Ongoing maintenance: Organizations should regularly update and maintain their AI detectors to ensure they remain effective against evolving AI models.

Who Should Care

Businesses: Companies that rely on user-generated content, customer reviews, or other text-based data should be concerned about the authenticity of this content.
Educational institutions: Schools and universities need to ensure academic integrity by detecting AI-generated text in student submissions.
Policymakers: Regulators and policymakers must understand the capabilities and limitations of AI detectors to develop effective policies and guidelines for their use.

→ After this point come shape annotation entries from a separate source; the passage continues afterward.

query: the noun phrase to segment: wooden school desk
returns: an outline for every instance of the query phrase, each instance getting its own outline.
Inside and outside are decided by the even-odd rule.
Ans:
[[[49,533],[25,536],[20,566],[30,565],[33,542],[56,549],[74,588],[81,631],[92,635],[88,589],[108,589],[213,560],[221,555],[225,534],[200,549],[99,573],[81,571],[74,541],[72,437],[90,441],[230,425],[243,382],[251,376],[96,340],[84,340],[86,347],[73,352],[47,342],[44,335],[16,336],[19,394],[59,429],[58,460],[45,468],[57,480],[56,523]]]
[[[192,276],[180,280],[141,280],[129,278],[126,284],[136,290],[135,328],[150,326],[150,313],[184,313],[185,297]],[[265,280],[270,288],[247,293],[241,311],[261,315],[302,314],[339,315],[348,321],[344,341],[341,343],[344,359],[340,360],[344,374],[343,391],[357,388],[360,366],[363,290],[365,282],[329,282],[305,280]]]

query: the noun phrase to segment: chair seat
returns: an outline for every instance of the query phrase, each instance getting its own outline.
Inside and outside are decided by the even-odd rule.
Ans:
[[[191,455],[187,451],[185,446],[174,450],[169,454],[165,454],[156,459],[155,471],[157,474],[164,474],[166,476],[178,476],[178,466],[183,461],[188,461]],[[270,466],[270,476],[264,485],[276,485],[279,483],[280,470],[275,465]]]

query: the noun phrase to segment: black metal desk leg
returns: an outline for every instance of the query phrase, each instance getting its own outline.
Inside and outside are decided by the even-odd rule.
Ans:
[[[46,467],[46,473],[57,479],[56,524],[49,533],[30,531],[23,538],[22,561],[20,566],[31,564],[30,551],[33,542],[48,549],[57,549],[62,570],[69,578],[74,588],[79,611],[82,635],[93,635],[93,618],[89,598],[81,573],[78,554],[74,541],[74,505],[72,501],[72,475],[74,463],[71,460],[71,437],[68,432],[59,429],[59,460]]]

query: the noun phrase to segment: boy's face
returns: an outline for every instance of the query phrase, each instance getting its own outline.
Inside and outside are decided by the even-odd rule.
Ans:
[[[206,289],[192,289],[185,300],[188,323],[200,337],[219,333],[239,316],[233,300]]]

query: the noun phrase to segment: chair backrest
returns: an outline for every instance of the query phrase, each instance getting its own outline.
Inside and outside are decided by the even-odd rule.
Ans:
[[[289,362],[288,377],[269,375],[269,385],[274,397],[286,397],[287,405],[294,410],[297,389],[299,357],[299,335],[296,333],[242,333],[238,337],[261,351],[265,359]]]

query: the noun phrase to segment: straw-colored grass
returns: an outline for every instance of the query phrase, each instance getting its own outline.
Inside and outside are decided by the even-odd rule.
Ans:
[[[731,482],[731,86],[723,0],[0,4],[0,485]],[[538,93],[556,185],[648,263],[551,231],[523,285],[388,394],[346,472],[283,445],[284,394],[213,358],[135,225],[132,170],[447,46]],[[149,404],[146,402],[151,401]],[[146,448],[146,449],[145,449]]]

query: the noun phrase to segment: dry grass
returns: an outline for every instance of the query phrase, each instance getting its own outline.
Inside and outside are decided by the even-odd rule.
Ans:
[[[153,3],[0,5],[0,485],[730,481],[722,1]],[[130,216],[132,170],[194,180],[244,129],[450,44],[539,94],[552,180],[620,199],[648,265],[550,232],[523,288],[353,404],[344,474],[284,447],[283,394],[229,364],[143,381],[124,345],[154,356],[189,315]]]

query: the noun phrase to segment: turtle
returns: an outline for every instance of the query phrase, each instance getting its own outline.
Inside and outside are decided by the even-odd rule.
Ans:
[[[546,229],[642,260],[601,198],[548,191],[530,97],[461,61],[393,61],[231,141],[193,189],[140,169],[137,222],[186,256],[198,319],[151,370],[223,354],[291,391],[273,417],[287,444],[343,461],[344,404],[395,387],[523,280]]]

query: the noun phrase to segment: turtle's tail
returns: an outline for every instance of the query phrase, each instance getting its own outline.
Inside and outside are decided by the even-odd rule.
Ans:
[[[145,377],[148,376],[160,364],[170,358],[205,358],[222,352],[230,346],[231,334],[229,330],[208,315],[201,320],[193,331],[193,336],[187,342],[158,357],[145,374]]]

Actionable Recommendations

Implement Pangram: Businesses and organizations should consider implementing Pangram as their AI detection solution due to its high accuracy and robustness.
Set policy caps: Companies should establish policy caps to determine the acceptable false positive rate for their AI detection solution, ensuring that the detector is optimized for their specific needs.
Regularly update detectors: Organizations should regularly update and maintain their AI detectors to stay ahead of evolving AI models and "humanizers."
Monitor detector performance: Businesses should continuously monitor the performance of their AI detectors, adjusting thresholds and policies as needed to ensure optimal results.

Conclusion

The study's findings have significant implications for businesses, policymakers, and organizations seeking to detect AI-generated text. By understanding the strengths and limitations of different AI detectors, companies can make informed decisions about implementing AI detection solutions that meet their specific needs and objectives. The use of policy caps and ongoing maintenance are crucial to ensuring the effectiveness of AI detection solutions. As AI technology continues to evolve, it is essential for organizations to stay vigilant and adapt their AI detection strategies accordingly.

In conclusion, the results of this study provide valuable insights into the performance of AI detectors and offer practical guidance for businesses and policymakers seeking to detect AI-generated text. By implementing effective AI detection solutions, organizations can mitigate the risks associated with AI-generated content and maintain the integrity of their text-based data.